The implementation of the Protein Research Foundation's new web site also involved a refined SEO ("Search Engine Optimisation") according to the latest known search engine algorithms. These include, inter alia, better defined file names for photos, diagrams and figures, programmatic photo descriptions (not visible to general web site visitors) and built-in meta photo identification and definitions ("embedded meta data").
One of the measurements to determine user value of the web site is to determine the number of visitors and time spent on the sites, including number of pages visited. The statistics below indicate the number of visitors per reporting year since inception of the website.

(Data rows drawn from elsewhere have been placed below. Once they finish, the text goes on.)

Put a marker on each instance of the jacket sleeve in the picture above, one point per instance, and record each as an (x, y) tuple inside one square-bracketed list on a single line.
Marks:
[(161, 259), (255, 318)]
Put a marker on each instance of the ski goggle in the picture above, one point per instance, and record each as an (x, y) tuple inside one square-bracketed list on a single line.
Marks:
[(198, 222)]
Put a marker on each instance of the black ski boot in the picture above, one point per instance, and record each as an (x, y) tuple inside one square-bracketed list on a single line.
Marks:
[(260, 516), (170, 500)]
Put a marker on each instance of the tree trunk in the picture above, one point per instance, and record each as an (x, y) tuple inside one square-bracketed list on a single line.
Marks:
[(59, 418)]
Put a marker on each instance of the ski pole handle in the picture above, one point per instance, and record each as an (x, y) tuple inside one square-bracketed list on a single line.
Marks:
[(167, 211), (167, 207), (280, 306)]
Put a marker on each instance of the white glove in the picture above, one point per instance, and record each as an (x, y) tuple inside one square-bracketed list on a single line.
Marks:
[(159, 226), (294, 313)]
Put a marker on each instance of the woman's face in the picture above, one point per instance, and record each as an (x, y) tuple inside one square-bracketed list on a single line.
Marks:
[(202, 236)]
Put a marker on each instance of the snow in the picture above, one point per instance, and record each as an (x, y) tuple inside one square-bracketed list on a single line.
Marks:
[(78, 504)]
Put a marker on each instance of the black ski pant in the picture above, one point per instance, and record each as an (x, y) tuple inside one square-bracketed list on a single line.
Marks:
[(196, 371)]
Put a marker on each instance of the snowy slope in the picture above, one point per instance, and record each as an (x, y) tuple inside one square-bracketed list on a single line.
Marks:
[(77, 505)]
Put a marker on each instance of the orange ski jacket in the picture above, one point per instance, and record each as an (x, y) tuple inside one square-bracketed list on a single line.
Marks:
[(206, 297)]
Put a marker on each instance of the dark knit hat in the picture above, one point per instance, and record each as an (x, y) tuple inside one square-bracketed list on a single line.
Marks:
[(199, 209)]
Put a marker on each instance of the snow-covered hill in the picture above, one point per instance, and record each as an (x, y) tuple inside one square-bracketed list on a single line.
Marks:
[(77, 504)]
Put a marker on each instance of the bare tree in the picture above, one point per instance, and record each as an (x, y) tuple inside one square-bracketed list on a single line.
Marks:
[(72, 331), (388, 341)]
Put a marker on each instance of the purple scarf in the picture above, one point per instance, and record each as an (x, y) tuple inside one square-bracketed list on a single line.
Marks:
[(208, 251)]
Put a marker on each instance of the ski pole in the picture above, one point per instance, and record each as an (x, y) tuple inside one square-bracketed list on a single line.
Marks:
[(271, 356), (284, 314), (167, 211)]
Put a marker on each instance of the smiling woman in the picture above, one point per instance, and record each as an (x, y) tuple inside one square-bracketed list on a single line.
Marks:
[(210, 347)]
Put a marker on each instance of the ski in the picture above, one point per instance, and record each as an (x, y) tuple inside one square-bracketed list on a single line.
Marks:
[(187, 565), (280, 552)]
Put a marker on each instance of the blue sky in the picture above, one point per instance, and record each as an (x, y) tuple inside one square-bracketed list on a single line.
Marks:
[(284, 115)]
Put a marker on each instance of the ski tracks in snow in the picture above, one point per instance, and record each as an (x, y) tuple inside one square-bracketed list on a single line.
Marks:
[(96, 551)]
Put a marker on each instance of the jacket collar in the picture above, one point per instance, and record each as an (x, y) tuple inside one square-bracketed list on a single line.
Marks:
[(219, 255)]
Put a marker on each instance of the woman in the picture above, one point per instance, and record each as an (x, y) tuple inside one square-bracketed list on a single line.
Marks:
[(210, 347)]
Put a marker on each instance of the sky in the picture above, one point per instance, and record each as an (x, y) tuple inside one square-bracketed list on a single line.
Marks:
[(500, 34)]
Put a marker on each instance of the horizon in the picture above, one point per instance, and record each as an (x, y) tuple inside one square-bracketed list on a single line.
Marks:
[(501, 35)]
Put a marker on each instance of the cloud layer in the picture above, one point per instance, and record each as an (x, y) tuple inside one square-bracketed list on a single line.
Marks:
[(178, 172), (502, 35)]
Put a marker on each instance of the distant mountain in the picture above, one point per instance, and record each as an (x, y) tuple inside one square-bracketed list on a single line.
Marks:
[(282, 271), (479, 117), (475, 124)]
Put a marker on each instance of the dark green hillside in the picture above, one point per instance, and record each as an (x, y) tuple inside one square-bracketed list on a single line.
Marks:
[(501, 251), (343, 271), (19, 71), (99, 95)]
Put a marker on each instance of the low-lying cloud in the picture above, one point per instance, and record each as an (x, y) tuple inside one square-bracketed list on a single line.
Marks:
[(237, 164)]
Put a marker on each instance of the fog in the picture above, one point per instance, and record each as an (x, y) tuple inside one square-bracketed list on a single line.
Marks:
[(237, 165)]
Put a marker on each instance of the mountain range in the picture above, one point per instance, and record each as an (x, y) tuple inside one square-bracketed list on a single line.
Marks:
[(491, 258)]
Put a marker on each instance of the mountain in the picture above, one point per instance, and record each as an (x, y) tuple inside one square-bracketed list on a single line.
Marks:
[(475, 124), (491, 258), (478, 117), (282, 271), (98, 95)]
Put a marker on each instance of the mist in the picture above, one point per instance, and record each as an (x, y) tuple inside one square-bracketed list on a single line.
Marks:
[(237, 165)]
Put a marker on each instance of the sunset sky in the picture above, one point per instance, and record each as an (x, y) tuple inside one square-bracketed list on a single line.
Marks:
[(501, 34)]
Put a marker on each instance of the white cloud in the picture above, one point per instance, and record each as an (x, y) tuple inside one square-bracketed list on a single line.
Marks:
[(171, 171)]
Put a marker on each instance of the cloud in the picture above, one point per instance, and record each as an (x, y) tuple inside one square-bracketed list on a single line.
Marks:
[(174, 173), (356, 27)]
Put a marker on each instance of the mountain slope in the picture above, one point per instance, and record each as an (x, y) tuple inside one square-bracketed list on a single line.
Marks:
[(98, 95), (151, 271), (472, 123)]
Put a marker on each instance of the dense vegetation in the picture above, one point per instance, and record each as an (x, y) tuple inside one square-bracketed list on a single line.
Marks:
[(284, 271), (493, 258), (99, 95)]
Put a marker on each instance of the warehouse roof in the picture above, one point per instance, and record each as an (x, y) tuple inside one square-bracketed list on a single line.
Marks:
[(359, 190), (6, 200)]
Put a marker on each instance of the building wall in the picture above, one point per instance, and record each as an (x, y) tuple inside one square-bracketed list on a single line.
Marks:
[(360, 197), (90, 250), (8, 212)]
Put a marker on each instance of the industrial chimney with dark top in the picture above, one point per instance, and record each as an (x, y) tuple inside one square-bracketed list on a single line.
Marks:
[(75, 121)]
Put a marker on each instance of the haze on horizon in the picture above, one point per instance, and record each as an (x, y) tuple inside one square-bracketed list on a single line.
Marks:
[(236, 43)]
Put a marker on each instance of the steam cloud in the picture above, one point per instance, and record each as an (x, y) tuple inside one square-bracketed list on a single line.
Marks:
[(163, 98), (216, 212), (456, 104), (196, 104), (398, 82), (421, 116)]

|Reporting year||Unique visitors
Raw values *
|Visitors||Pages||Pages per visit|
|2007||5 404||3 041||10 838||2.79|
|2008||11 104||5 274||18 829||2.82|
|2009||10 194||6 610||27 341||3.18|
|2010||11 812||6 054||23 347||2.98|
|2011||12 357||5 511||24 258||3.29|
|2012||16 306||6 909||28 206||3.12|
|2013||54 739||8 767||34 284||2.97|
|2014||54 590||10 189||39 363||3.03|
|2015||35 653||12 519||45 078||3.60|
|2016||31 674||8 733||53 811||4.47|
* Raw values indicate total interactions measured by the web server, while Google values only measure the visitors that link to the web site using a web browser. Visitors that link to the web site again, using the same browser are not counted again.